Joey Klein’s feature-length directorial debut, The Other Half, is a film of binaries, pitting love against tragedy, compassion against anger, and joy against depression. While such conflicts make for compelling drama in the moment, the means by which the film incessantly wallows in the emotional strife that afflicts Emily (Tatiana Maslany) and Nickie (Tom Cullen) carries over into the scenes where they experience true happiness, muting their sense of joy in favor of sustaining a deafening tone of bleakness.
Emily and Nickie meet during an altercation at the restaurant where Nickie works, when Emily steps in to defend his aggressive response to another patron. Their initial attraction is purely physical, but they quickly become serious as they discover and find solace in each other’s shared burdens. Emily’s bipolar disorder leads to wildly uncontrollable fits of manic depression, while the disappearance of Nickie’s younger brother five years earlier has left him aimless and angry, drifting further away from his family.

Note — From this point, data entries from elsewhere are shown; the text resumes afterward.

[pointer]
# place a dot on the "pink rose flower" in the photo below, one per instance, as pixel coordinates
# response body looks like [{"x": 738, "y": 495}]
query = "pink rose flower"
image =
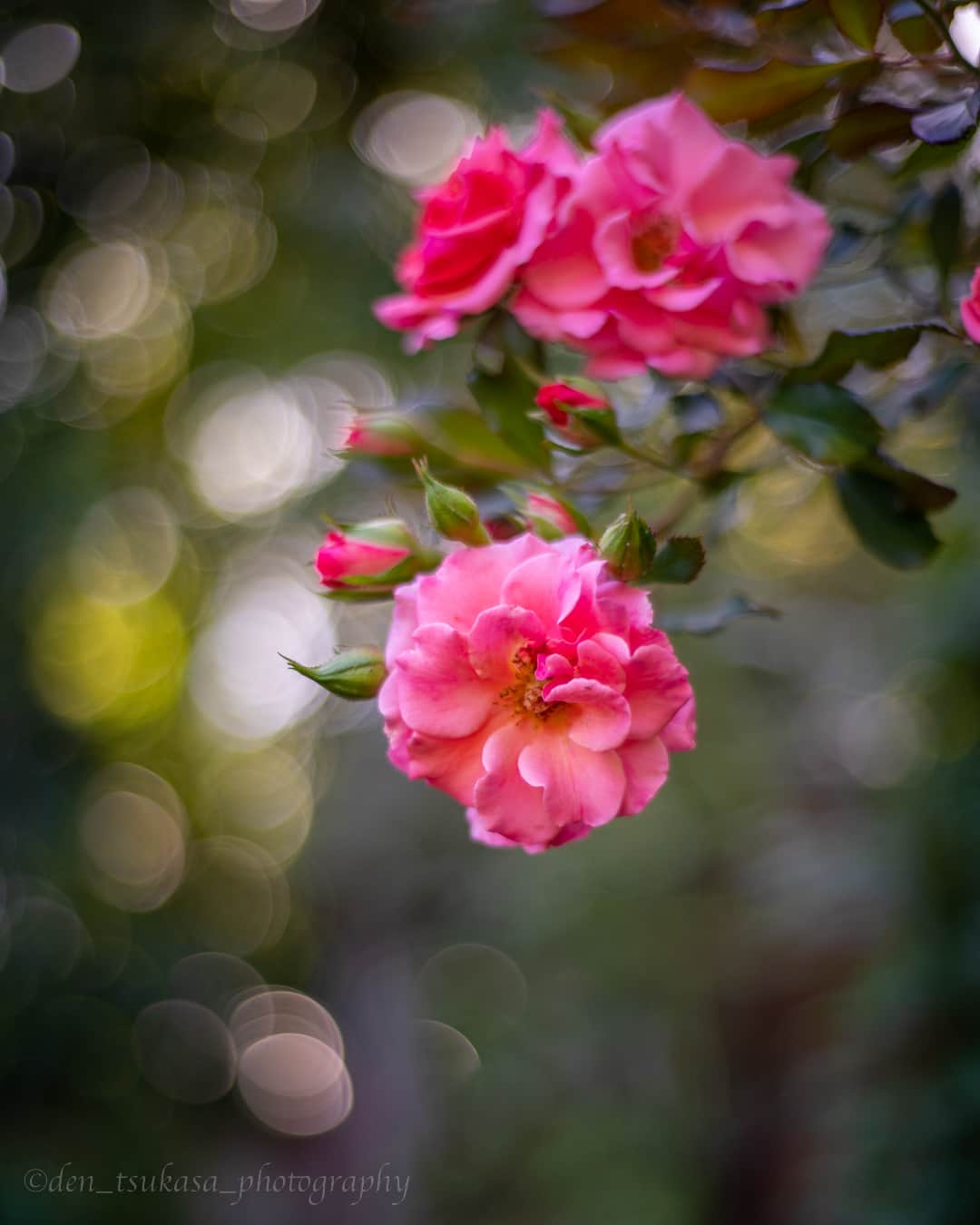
[
  {"x": 476, "y": 230},
  {"x": 672, "y": 241},
  {"x": 532, "y": 688},
  {"x": 970, "y": 309}
]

Maslany, for the most part, subtly conveys the stark contrasts of Emily’s mood swings and her growing frustration with her well-meaning but overprotective parents. But the character often feels pigeonholed, embodying the manic pixie dream girl who uses her bursts of kooky energy as a salve for a man’s insecurities. When Emily prances around the park, play-fights in her apartment, or puts on silly glasses in a convenient store, attempting to tantalize the sulking Nickie, she functions less of her own volition than as a construct—existing only to counteract Nickie’s brooding, aloof persona.
Where Maslany’s portrayal of the wild instability of mental illness is largely successful, Cullen’s depiction of Nickie’s sullen, wounded macho posturing feels like a caricature. For every gracefully authentic scene during which Nickie attempts to mend his strained relationship with his family or forge a deeper connection with Emily, there’s another of him shadow-boxing out his frustrations in the dark or throwing icy stares as he quietly suppresses his violent impulses. It’s a one-note tough-guy act that quickly wears thin.
As frustratingly inconsistent and limiting as The Other Half’s characterizations are, though, it’s the film’s excessively gloomy aesthetic and stylistic tics that are mostly responsible for stifling the emotional resonance toward which the story aims. From the dimly lit cinematography, which often depicts Emily and Nickie whispering seriously to each other in the shadows, to the overuse of split-editing techniques that see the audio from a previous scene bleed into a subsequent one, the film’s ostentatious visual flourishes clearly attempt to overcompensate for the lack of complexity in terms of storytelling.
The relentlessly grim tone of The Other Half leaves a cloud of grief hanging over not only the stretches where the couple’s emotional turmoil is overbearing for them, but also the very scenes where they’re transcending their despair and the audience should at least be sharing in the release of the couple’s pain. No matter the context, the dire solemnity of their circumstances is underscored at every turn, ultimately engulfing the film in an overbearing staidness and spoiling what, at times, is an effectively intimate love story.